Por fim, a mortalidade por autolesão, estimada para indivíduos a partir dos 10 anos de idade, refletiu um cenário de extrema gravidade, registrando 5.402 mortes anuais (4.149 em homens e 1.253 em mulheres), o que resultou em 361.631 anos de vida perdidos por morte prematura (YLLs) para ambos os sexos combinados. A autolesão despontou como o oitavo maior contribuinte para mortes prematuras na faixa de 10 a 14 anos e ascendeu de forma preocupante para a terceira posição entre todas as causas de morte prematura em todas as faixas etárias subsequentes (15 a 29 anos). A taxa de mortalidade por autolesão a cada 100 mil habitantes exibiu um padrão de crescimento exponencial conforme o avanço da idade, registrando 1,24 óbitos na faixa de 10 a 14 anos, elevando-se para 7,78 entre 15 e 19 anos, 12,37 no intervalo de 20 a 24 anos, e atingindo a marca de 13,43 óbitos por 100 mil habitantes no grupo de 25 a 29 anos. Esse avanço expressivo, aliado ao fato de que a mortalidade por causas externas e lesões foi substancialmente mais alta em homens nas faixas mais velhas.

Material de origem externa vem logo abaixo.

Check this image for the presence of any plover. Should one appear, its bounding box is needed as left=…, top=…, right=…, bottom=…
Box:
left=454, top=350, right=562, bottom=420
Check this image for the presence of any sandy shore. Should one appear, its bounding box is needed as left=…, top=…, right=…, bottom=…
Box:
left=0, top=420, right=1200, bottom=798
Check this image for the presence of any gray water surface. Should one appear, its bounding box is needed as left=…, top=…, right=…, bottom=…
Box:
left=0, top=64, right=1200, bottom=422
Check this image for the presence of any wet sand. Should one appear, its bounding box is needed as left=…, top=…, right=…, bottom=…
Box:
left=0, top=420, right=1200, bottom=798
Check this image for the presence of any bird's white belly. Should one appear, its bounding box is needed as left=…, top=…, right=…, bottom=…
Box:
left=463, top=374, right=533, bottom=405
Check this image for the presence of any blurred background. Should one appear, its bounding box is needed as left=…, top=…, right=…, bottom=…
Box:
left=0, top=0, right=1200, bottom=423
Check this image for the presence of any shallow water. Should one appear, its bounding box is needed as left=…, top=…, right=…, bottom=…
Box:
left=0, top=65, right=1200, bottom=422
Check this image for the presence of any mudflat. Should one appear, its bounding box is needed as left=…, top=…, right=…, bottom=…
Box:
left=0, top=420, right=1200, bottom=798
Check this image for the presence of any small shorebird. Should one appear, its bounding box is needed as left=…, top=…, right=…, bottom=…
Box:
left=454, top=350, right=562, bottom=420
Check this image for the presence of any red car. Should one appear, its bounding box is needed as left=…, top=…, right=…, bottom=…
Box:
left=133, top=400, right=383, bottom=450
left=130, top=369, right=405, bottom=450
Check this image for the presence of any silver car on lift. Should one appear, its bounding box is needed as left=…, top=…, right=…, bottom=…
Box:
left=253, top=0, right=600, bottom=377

Em suma, Buchweitz et al. (2026) revelaram um cenário epidemiológico alarmante de alta prevalência e carga de transtornos mentais, de uso de substâncias e de mortalidade por autolesão na juventude brasileira de 5 a 29 anos, o que ameaça diretamente o bem-estar e a produtividade dessa população na transição para a vida adulta. Diante disso, os autores argumentaram que a mitigação desse impacto exige priorizar intervenções precoces tanto no curso da vida quanto no desenvolvimento das patologias, adotando-se uma perspectiva de estágios clínicos diagnósticos capaz de acolher o sofrimento juvenil antes que ele evolua para quadros graves e crônicos. Na prática, isso requer expandir as portas de entrada do sistema de saúde para além das clínicas tradicionais, transformando as escolas em espaços comunitários de promoção de bem-estar e implementando redes de atendimento integradas de saúde física e mental voltadas especificamente para essa faixa etária. Embora a Rede de Atenção Psicossocial (RAPS) e a rede de CAPSi do SUS representem uma infraestrutura comunitária robusta para viabilizar esse avanço, o país ainda precisa superar gargalos crônicos, o que demanda a harmonização das políticas públicas com diretrizes baseadas em evidências para todo o curso de vida e maior transparência e controle na destinação de recursos financeiros ao sistema público. Por fim, torna-se imprescindível descentralizar as pesquisas epidemiológicas nacionais, corrigindo a grave escassez de dados nas regiões Norte, Nordeste e Centro-Oeste e a sub-representação de minorias altamente vulneráveis, como as populações indígenas, de modo a consolidar as estimativas do GBD como um ponto de partida analítico fundamental para fundamentar tomadas de decisão urgentes em prol do futuro dos jovens brasileiros.